Giter Club home page Giter Club logo

ins-etl's Introduction

INS-ETL

Introduction

If you want to mine data for INS project, please stay at the root folder.

Mining

Simply run the following command to initiate the mining process:

node index.js

Data Loading

Move to data_loading folder for the data loading process. The following steps will show you how to load the data into database.

Pre-requisites

Python 3.6 or newer

An initialized and running Neo4j database

Add Dependencies

Run the following command to install dependencies.

pip3 install -r requirements.txt

Or run pip install -r requirements.txt if you are using virtualenv. The dependencies included in requirements.txt are listed below:

pyyaml

neo4j - version 1.7.6

boto3

requests

Configuration File

All the inputs of Data Loader can be set in a YAML format configuration file by using the fields defined below. Using a configuration file can make your Data Loader command significantly shorter.

An example configuration file can be found in config/config.yml

neo4j:uri: Address of the target Neo4j endpoint

neo4j:user: Username to be used for the Neo4j database

neo4j:password: Password to be used for the Neo4j database

schema: The file path(s) of the YAML formatted schema file(s)

prop_file: The file containing the properties for the specified schema

dataset: The directory containing the data to be loaded, a temporary directory if loading from an S3 bucket

Run the Pre-processing Pipeline

The INS project has a data pre-processing pipeline which consists of several Python scripts.

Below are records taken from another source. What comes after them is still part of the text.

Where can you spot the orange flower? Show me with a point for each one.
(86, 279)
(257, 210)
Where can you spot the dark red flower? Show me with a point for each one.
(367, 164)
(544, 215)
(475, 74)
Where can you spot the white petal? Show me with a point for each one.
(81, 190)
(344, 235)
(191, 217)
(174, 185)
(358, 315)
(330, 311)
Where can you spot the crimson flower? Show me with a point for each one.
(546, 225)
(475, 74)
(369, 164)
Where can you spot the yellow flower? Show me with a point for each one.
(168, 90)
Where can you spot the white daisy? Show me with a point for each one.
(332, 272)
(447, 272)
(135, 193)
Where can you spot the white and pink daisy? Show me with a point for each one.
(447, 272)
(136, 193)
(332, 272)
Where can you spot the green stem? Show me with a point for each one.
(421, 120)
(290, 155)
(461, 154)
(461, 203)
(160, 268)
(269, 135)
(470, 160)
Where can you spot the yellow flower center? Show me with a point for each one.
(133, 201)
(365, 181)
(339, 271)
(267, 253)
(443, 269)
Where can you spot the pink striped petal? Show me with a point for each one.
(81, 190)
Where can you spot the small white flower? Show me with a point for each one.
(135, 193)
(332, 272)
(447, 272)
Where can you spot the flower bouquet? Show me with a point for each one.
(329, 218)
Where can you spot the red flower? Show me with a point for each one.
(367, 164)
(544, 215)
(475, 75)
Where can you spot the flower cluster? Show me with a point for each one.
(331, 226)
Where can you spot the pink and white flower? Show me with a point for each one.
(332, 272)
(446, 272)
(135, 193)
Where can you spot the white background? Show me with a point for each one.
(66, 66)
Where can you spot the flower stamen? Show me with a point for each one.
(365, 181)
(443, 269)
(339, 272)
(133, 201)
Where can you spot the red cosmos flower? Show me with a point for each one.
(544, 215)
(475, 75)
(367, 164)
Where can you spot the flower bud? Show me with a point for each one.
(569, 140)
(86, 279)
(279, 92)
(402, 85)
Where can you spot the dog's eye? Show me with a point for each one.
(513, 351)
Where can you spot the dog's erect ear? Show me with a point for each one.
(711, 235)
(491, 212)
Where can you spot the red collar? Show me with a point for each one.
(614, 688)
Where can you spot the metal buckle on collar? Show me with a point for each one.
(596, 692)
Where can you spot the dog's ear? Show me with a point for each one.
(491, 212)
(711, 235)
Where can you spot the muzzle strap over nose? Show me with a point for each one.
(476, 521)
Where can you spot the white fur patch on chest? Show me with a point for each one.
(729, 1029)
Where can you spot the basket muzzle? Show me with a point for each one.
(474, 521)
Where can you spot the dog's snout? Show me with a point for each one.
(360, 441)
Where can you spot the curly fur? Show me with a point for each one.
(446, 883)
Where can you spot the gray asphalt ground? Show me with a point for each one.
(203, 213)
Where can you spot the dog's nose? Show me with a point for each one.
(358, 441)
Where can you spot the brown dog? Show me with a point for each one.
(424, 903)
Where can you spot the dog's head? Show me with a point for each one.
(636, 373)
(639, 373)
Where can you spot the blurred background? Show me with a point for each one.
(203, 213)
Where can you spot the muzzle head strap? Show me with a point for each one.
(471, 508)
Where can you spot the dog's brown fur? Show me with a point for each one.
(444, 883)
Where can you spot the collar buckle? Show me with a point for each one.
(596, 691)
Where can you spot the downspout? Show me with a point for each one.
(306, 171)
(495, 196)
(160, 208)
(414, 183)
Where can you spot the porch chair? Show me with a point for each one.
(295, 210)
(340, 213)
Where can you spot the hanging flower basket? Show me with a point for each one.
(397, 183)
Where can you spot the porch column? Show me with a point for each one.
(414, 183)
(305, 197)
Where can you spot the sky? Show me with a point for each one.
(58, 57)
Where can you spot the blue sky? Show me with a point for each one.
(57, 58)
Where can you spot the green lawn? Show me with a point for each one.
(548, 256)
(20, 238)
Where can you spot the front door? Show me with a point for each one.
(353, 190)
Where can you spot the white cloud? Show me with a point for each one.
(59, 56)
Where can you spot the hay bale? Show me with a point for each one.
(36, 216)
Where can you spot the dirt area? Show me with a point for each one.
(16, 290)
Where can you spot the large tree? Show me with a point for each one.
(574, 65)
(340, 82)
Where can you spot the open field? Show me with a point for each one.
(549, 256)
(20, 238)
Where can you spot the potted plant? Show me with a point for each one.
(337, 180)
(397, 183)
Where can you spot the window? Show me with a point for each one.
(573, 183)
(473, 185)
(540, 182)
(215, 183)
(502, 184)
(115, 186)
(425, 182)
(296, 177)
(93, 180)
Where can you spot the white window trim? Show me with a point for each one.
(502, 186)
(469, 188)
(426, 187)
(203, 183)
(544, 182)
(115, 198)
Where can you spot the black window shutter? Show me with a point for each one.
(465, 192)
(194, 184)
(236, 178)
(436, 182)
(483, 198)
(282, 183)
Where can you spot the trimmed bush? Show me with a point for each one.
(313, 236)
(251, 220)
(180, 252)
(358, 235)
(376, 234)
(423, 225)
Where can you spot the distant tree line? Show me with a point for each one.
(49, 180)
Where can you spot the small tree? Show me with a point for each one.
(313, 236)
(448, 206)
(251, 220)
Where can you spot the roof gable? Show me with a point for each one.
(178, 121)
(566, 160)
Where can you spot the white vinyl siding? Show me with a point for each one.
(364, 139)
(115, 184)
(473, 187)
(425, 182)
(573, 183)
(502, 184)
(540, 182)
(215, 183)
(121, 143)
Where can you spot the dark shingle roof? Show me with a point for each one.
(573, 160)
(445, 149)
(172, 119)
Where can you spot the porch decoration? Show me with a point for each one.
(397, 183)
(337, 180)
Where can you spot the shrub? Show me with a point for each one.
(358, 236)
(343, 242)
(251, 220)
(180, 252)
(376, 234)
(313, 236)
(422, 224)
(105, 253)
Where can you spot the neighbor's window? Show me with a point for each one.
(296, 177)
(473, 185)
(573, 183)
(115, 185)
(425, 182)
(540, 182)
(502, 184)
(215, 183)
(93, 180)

These scripts format and in some cases generate a report about the data.

It is essential to run these scripts in order for the raw gathered data to work in the INS web application.

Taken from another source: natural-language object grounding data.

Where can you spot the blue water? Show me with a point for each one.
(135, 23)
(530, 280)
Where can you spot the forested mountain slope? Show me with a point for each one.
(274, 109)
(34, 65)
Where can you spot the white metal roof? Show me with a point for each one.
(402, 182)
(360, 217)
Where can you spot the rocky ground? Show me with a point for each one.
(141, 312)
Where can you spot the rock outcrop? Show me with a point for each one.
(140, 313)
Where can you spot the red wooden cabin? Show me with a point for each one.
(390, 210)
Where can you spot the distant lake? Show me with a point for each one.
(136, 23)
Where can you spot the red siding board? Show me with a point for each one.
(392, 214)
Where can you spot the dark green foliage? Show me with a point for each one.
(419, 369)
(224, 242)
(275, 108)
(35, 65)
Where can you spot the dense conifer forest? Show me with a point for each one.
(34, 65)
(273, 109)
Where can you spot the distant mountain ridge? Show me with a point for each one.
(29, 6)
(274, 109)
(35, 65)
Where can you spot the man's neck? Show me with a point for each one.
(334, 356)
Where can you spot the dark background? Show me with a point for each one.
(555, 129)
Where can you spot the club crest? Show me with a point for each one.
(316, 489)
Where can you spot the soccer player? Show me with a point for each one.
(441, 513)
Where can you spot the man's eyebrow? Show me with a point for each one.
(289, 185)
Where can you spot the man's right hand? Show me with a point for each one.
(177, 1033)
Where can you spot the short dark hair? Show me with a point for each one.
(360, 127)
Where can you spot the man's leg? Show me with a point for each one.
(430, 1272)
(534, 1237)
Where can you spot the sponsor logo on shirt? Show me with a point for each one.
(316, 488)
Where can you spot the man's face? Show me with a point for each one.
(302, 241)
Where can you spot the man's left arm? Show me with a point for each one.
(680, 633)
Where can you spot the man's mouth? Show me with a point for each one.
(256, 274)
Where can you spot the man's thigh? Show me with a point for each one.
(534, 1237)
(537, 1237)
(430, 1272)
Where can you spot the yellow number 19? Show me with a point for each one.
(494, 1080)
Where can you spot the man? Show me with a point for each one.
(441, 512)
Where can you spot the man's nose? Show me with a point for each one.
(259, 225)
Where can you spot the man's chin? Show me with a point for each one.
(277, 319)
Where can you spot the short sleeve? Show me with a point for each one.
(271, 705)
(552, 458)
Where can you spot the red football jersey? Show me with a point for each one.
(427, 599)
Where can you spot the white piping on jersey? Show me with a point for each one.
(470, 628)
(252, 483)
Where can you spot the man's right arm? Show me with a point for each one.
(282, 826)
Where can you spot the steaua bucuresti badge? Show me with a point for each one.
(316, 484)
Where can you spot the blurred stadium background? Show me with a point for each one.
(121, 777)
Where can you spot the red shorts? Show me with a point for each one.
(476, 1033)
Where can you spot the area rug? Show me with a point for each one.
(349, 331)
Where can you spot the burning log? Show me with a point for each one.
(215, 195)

These scripts should be run from the root directory for the INS-ETL project in the following order and they will act upon data in the '/data' directory:

  1. python date_restriction_for_outputs.py This filters data based upon dates

  2. python project_abstract_formatter.py This removes '\n' characters from project abstracts

  3. python extra_whitespace_formatter.py This makes sure any whitespace is just a single space

  4. python calculate_award_amount_ranges.py This formats a column for the project data to be used on the UI

  5. python tag_representative_project.py This formats a column for the project data that is internal to the application but is required for the application to work properly

  6. python output_count_report.py This generates a report for the data, intended for data validation purposes

There are assumptions:

  1. All files have the file extensions either '.txt' or '.tsv'. Our convention is that manually curated data ends in '.txt' while automatically gathered data ends in '.tsv'.
  2. All files start with the type of data in the file, case sensitive. For example: type 'patent' has files 'patent_application.tsv' and 'patent_grant.tsv', not 'granted_patent.tsv' or 'Patent_application.tsv'. Any filename-level annotation is to be done after the beginning of the filename is the type of data in the file.
  3. These are tab delimited files.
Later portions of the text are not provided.